他的脚不安地在大理石的炉前地面上蹭着,嘴里叼着烟,眼睛朝上看着天花板。
“我知道。”戈珍喃言道:“这很可怕。”
他漫不经心地吸着烟。然后他把烟拿开嘴边,舌尖伸到两排牙齿之间,吐掉一点烟碴,轻轻转过身,象一个孤独的人在思考着。
“我不知道结果是什么,”他说着又低头看着她。她黑色的眼睛理解地凝视着他的眼。他看到她沉默了,就把脸转向一旁。“我可不这么想。什么都不会留下,你明白我的意思吗?你似乎抓住了空虚,而同时你却很空虚。所以你不知道做什么。”

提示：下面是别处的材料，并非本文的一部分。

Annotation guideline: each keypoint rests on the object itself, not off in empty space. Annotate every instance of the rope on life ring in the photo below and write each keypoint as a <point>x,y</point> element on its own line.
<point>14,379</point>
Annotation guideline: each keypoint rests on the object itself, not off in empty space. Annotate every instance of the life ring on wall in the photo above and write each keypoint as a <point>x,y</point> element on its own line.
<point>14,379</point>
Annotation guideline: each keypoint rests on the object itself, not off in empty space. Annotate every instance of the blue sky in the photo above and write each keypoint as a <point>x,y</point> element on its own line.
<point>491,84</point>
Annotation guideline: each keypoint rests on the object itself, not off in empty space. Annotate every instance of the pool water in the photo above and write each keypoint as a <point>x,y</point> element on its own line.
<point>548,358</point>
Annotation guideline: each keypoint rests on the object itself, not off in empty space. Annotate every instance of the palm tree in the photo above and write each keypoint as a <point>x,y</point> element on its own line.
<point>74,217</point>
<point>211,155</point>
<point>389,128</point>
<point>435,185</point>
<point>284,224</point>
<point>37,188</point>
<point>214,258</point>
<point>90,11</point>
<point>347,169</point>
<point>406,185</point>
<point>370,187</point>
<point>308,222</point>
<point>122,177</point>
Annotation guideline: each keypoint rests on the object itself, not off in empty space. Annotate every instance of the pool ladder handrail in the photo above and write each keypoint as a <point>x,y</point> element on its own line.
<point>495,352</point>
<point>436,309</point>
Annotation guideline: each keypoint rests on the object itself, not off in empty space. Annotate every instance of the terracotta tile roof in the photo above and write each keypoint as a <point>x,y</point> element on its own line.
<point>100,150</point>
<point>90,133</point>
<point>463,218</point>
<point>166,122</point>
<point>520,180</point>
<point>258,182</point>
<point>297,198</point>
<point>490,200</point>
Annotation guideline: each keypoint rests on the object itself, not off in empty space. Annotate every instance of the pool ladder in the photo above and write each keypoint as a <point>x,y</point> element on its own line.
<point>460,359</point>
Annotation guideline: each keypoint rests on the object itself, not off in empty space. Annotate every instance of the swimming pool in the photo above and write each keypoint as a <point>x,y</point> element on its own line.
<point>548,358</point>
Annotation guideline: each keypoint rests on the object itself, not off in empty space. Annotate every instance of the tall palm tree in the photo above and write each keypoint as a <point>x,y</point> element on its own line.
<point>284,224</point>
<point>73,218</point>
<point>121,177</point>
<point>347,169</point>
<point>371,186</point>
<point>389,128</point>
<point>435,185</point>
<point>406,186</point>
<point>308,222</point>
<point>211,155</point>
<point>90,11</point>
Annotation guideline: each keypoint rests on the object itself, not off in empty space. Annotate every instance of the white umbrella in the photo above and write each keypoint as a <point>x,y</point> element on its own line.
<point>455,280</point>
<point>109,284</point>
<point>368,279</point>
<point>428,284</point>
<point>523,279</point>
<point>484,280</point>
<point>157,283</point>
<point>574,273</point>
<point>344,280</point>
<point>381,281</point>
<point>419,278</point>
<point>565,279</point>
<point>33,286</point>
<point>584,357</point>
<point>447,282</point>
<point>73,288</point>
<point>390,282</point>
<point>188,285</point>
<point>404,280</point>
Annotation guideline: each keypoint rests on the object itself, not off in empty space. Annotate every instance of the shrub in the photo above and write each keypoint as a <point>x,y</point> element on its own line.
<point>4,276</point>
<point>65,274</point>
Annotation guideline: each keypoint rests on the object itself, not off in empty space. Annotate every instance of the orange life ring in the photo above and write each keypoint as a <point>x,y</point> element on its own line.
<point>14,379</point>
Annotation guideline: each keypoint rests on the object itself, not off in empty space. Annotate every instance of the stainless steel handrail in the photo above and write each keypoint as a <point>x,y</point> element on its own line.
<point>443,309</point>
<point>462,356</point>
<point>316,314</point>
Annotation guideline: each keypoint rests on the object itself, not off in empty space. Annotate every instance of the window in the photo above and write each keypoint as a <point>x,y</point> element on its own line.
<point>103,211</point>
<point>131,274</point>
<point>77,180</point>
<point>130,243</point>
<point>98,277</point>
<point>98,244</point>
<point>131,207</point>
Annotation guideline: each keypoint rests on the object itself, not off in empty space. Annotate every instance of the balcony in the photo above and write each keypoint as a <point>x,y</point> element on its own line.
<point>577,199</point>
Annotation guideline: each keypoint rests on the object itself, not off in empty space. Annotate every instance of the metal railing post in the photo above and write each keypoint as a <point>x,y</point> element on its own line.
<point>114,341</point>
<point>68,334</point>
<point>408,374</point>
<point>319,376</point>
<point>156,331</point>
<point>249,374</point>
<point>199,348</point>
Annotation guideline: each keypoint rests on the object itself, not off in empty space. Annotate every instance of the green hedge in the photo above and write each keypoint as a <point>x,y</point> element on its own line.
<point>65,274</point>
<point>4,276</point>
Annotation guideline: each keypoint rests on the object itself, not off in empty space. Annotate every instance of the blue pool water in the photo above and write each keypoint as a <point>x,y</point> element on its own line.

“不知道,”她喃言道。她只觉得自己神经很紧张,很沉重,似舒服又似痛苦。“有什么办法呢?”她又问。
他转过身,把烟灰掸到大块的炉前大理石上,壁炉前没有围栏。
“我不知道,我肯定不知道,”他说。“但我确实认为你应该寻找到对付这种情形的办法,并不是因为你想这样,而是因为你必须这样,否则你就完了。包括你的一切都濒临着塌陷,你正用双手支撑着这些。这种情形不会再继续下去了。你总不能永远用双手托举着屋顶吧?你知道你早晚会松手。你明白我的意思吗?所以要采取某种措施,否则会有一次全球性的塌陷——至少对你来说是这样的。”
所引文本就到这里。